Rico Weber, (1942-2004) spent his life imagining an idea of three-dimensional photography. Since its inception, photography has had the tendency to put a veil on our visible reality. It is as if no one doubted the link between reality and its inscription on paper, film, glass plate etc... It is believed that this chemical process cuts out the floating forms and fixes them. This transfer, simple to state, so clear to perceive, was born from the fascination that light has had on spirits. Rico Weber's works revisit the alchemical birth of photography.
It was indeed the alchemists who first noted the ability of silver salts to blacken with light. Through this process they realized the power of daylight in the transformation of substances and bodies. To observe it, to direct it, they had to control the darkness. The shadow gained its strength and deployed its capacity to freeze the world. By combining the two elements, and rigidifying the forces at work, reality and its image could be suspended for a time. It was a question of finding the Speculum Memor, the mirror with memory.
This second solo exhibition of Rico Weber's work at Galerie Maria Bernheim presents a series of strange and ghostly architectural fragments filled with fetishes, signs and symbols. The crevices of everyday life seem to be full of beliefs and the real is traversed by magical tensions. The chromatic range reduced to the exclusive use of this opaque anthracite resin contributes to amplifying this feeling of the uncanny. The titles of the works refer very directly to our potential spiritual quests, almost directing the viewers into a state of meditation. This is the very essence of what Rico Weber plays with, everything about his work seems familiar, anchored so firmly in our memories, yet all of it speaks of a distant, secret and dark elsewhere.

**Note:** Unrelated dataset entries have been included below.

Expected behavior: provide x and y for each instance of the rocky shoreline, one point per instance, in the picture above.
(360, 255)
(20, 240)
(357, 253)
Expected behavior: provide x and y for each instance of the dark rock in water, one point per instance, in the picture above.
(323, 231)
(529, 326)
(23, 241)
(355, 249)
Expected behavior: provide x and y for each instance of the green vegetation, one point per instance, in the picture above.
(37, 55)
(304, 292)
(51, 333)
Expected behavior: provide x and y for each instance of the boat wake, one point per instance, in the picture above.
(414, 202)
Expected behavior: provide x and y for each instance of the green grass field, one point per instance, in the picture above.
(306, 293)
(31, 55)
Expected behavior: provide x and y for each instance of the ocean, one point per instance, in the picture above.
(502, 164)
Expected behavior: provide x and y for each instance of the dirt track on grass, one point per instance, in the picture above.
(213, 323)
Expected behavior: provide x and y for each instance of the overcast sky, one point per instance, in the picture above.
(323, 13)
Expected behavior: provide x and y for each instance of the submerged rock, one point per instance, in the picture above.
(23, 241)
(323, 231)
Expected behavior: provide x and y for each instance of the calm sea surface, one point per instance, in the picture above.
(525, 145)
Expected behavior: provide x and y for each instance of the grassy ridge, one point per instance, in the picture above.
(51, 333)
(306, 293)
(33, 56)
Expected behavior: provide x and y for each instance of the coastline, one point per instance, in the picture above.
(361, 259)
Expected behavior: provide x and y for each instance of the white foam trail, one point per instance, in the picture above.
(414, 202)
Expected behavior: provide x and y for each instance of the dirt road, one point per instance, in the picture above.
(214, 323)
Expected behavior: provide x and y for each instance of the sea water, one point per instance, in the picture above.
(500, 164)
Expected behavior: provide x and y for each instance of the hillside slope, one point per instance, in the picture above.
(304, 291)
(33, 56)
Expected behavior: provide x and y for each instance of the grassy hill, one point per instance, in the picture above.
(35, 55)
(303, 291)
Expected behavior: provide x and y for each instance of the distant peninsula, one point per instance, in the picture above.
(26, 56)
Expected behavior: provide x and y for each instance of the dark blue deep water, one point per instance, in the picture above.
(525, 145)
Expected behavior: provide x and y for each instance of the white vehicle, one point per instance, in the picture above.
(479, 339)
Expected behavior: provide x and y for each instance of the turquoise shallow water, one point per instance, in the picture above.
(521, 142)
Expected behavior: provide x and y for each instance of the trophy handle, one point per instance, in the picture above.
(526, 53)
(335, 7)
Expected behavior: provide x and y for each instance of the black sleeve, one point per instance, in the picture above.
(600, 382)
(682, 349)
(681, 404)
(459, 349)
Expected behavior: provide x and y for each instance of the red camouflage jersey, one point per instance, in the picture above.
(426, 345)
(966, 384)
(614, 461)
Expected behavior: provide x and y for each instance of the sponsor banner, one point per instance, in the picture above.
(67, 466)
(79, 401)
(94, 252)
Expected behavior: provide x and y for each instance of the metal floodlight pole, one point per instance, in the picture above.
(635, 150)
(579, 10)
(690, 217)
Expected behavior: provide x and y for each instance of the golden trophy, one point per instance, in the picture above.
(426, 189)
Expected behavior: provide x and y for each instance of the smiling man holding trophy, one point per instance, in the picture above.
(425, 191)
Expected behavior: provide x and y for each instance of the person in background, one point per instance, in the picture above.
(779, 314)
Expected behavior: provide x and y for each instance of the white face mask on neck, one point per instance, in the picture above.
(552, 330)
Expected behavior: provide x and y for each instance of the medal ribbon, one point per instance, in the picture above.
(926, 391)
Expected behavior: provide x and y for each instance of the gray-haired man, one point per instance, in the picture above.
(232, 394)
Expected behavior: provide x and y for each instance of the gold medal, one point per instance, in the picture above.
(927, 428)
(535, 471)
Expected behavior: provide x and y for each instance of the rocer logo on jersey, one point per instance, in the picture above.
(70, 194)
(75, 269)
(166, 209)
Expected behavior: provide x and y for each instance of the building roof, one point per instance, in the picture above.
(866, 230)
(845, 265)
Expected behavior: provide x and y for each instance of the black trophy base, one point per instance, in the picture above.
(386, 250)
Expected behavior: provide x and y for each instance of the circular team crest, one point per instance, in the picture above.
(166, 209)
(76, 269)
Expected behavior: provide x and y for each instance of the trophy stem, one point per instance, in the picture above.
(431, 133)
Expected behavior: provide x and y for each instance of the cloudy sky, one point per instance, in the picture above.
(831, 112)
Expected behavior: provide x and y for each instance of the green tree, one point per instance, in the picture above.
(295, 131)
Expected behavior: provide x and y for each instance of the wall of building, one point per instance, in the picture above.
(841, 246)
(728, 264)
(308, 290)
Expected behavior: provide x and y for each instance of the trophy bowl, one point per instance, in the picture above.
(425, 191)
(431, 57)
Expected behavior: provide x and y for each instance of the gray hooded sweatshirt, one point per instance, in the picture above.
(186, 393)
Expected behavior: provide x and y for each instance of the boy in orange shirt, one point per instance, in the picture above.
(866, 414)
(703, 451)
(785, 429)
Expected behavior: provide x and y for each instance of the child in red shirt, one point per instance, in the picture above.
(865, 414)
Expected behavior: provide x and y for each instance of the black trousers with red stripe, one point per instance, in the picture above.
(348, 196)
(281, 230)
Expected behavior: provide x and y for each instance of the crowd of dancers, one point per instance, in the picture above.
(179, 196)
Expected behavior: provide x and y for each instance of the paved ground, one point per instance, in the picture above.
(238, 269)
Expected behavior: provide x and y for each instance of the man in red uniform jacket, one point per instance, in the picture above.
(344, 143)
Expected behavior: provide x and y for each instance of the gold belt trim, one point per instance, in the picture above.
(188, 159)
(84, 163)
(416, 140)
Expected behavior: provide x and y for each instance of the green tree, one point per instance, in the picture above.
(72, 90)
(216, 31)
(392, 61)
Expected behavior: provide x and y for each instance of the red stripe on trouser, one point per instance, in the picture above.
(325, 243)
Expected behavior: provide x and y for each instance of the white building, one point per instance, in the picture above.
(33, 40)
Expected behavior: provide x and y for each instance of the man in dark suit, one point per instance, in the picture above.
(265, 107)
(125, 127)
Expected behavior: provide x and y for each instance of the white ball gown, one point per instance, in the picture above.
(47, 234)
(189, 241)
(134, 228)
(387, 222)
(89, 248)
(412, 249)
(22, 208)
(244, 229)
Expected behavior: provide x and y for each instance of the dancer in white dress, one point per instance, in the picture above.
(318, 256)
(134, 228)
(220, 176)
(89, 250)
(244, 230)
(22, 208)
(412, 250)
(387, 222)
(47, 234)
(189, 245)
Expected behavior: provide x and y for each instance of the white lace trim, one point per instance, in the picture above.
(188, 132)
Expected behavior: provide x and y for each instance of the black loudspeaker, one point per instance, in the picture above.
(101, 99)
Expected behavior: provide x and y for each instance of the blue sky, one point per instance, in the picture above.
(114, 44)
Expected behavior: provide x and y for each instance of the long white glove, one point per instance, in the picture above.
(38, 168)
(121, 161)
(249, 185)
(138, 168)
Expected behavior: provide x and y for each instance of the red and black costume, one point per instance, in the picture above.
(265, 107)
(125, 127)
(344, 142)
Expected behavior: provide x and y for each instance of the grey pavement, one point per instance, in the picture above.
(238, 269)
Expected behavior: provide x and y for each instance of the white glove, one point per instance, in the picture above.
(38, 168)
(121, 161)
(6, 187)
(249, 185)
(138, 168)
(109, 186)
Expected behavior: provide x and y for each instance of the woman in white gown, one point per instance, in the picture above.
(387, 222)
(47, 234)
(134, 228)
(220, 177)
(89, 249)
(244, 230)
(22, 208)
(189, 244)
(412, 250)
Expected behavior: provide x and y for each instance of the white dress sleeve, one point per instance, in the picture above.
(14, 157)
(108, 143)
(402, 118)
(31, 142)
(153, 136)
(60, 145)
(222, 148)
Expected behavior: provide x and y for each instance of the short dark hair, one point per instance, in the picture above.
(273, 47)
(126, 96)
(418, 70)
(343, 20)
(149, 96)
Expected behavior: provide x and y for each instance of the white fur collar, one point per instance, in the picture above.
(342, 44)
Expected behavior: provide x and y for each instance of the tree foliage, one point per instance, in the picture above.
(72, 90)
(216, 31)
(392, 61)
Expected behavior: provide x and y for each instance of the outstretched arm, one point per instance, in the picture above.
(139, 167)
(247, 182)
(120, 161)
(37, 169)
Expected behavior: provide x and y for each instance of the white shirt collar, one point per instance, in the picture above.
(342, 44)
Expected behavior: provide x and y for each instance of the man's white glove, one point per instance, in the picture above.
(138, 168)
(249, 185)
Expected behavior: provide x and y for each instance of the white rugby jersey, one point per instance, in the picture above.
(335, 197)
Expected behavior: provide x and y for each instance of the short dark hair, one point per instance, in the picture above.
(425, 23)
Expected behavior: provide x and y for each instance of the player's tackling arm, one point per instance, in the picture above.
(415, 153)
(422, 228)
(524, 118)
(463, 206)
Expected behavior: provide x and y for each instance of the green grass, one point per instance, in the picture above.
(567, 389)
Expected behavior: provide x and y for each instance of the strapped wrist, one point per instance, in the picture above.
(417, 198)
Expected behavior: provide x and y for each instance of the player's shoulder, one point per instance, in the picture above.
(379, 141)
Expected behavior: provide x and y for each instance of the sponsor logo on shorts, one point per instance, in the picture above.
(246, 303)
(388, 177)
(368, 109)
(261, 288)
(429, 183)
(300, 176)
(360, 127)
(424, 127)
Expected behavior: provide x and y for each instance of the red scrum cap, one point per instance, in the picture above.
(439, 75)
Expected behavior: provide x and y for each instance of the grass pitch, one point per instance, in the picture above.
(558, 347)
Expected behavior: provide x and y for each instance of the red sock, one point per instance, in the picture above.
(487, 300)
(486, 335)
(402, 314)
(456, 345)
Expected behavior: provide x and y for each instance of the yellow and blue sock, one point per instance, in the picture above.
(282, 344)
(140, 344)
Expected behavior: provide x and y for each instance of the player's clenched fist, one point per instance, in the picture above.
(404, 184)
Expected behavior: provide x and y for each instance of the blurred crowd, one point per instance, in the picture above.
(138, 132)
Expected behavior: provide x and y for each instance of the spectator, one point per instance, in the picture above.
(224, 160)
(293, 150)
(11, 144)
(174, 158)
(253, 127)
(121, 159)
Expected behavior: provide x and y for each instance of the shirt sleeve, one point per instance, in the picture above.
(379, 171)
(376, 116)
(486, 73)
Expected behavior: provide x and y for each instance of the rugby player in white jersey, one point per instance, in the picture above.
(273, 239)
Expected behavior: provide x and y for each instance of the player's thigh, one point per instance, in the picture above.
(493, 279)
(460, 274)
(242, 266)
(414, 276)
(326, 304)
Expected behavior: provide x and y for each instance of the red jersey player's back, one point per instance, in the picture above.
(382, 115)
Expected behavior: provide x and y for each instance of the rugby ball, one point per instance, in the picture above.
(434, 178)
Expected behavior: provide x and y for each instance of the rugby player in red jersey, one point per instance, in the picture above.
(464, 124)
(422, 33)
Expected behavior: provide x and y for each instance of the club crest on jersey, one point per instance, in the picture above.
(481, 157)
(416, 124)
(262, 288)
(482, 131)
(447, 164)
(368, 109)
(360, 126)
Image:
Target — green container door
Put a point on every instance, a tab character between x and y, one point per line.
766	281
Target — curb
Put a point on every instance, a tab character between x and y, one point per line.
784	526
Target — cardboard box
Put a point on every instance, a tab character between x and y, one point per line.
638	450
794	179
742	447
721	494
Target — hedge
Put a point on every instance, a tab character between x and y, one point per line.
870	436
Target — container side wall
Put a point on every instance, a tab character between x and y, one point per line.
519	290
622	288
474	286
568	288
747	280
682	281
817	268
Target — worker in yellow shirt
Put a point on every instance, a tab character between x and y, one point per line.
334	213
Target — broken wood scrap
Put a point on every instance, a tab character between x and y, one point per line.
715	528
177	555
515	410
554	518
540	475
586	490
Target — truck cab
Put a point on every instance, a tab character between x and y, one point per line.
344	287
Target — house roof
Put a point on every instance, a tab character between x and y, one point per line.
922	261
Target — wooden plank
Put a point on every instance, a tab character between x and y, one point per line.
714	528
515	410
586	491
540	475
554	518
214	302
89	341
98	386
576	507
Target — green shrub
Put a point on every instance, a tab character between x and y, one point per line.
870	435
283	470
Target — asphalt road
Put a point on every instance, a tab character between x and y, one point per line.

Somewhat in the spirit of a game, surely as a metaphor for the very meaning of defining oneself as an artist in society, Rico Weber reactivates an alchemical feeling that sometimes leads us to imagine the world as a simple reflection of what it is. The artist constructs meager and somber specters, reminiscent of what we could imagine cellars of the Parisian Marais must feel like, where a few lost initiates continue to scratch the walls in an attempt to find the Philosopher's Stone supposedly abandoned there by Nicolas Flamel.